Why does the below C code using strcpy work just fine for me? I tried to make it fail in two ways:
1) I tried strcpy from a string literal into allocated memory that was too small to contain it. It copied the whole thing and didn't complain.
2) I tried strcpy from an array that was not NUL-terminated. The strcpy and the printf worked just fine. I had thought that strcpy copied chars until a NUL was found, but none was present and it still stopped.
Why don't these fail? Am I just getting "lucky" in some way, or am I misunderstanding how this function works? Is it specific to my platform (OS X Lion), or do most modern platforms work this way?
#include <stdio.h>
#include <stdlib.h>
#include <string.h>
int main() {
char *src1 = "123456789";
char *dst1 = (char *)malloc( 5 );
char src2[5] = {'h','e','l','l','o'};
char *dst2 = (char *)malloc( 6 );
printf("src1: %s\n", src1);
strcpy(dst1, src1);
printf("dst1: %s\n", dst1);
strcpy(dst2, src2);
printf("src2: %s\n", src2);
dst2[5] = '\0';
printf("dst2: %s\n", dst2);
return 0;
}
The output from running this code is:
$ ./a.out
src1: 123456789
dst1: 123456789
src2: hello
dst2: hello
First, copying into an array that is too small:
C has no protection for going past array bounds, so if there is nothing sensitive at dst1[5..9], then you get lucky, and the copy goes into memory that you don't rightfully own, but it doesn't crash either. However, that memory is not safe, because it has not been allocated to your variable. Another variable may well have that memory allocated to it, and later overwrite the data you put in there, corrupting your string later on.

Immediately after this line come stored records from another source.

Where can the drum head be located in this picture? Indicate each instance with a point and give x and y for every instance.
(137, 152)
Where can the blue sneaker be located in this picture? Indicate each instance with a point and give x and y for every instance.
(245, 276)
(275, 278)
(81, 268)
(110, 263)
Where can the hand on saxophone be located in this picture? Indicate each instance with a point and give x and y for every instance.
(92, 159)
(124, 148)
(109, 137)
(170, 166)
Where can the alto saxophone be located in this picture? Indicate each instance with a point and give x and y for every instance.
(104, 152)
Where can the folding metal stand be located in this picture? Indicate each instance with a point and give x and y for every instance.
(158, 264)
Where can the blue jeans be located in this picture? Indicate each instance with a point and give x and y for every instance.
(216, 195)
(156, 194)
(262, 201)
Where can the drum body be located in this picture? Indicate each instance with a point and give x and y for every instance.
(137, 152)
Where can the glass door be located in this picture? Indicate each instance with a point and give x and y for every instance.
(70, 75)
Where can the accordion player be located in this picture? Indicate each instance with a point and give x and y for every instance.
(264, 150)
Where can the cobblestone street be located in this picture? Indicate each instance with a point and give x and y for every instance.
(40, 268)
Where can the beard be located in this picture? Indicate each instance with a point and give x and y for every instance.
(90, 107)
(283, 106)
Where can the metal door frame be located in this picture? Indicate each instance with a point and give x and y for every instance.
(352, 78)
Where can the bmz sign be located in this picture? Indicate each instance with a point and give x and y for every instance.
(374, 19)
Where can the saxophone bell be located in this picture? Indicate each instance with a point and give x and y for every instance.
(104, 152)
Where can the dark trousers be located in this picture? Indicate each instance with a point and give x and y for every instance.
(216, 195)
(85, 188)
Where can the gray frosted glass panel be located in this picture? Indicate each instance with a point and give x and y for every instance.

Secondly, copying from an array that is not null-terminated:
Even though we're usually taught that memory is full of arbitrary data, huge chunks of it are zero'd out. Even though you didn't put a null-terminator in src2, chances are good that src[5] happens to be \0 anyway. This makes the copy succeed. Note that this is NOT guaranteed, and could fail on any run, on any platform, at anytime. But you got lucky this time (and probably most of the time), and it worked.
Overwriting beyond the bounds of allocated memory causes Undefined Behavior.
So in a way yes you got lucky.
Undefined behavior means anything can happen and the behavior cannot be explained as the Standard, which defines the rules of the language, does not define any behavior.
EDIT:
On Second thoughts, I would say you are really Unlucky here that the program works fine and does not crash. It works now does not mean it will work always, In fact it is a bomb ticking to blow off.
As per Murphy's Law:
"Anything that can go wrong will go wrong"["and most likely at the most inconvenient possible moment"]
[ ]- Is my edit to the Law :)
Yes, you're quite simply getting lucky.
Typically, the heap is contiguous. This means that when you write past the malloced memory, you could be corrupting the following memory block, or some internal data structures that may exist between user memory blocks. Such corruption often manifests itself long after the offending code, which makes debugging this type of bugs difficult.
You're probably getting the NULs because the memory happens to be zero-filled (which isn't guaranteed).
As #Als said, this is undefined behaviour. This may crash, but it doesn't have to.
Many memory managers allocate in larger chunks of memory and then hand it to the "user" in smaller chunks, probably a mutliple of 4 or 8 bytes. So your write over the boundary probably simply writes into the extra bytes allocated. Or it overwrites one of the other variables you have.
You're not malloc-ing enough bytes there. The first string, "123456789" is 10 bytes (the null terminator is present), and {'h','e','l','l','o'} is 6 bytes (again, making room for the null terminator). You're currently clobbering the memory with that code, which leads to undefined (i.e. odd) behavior.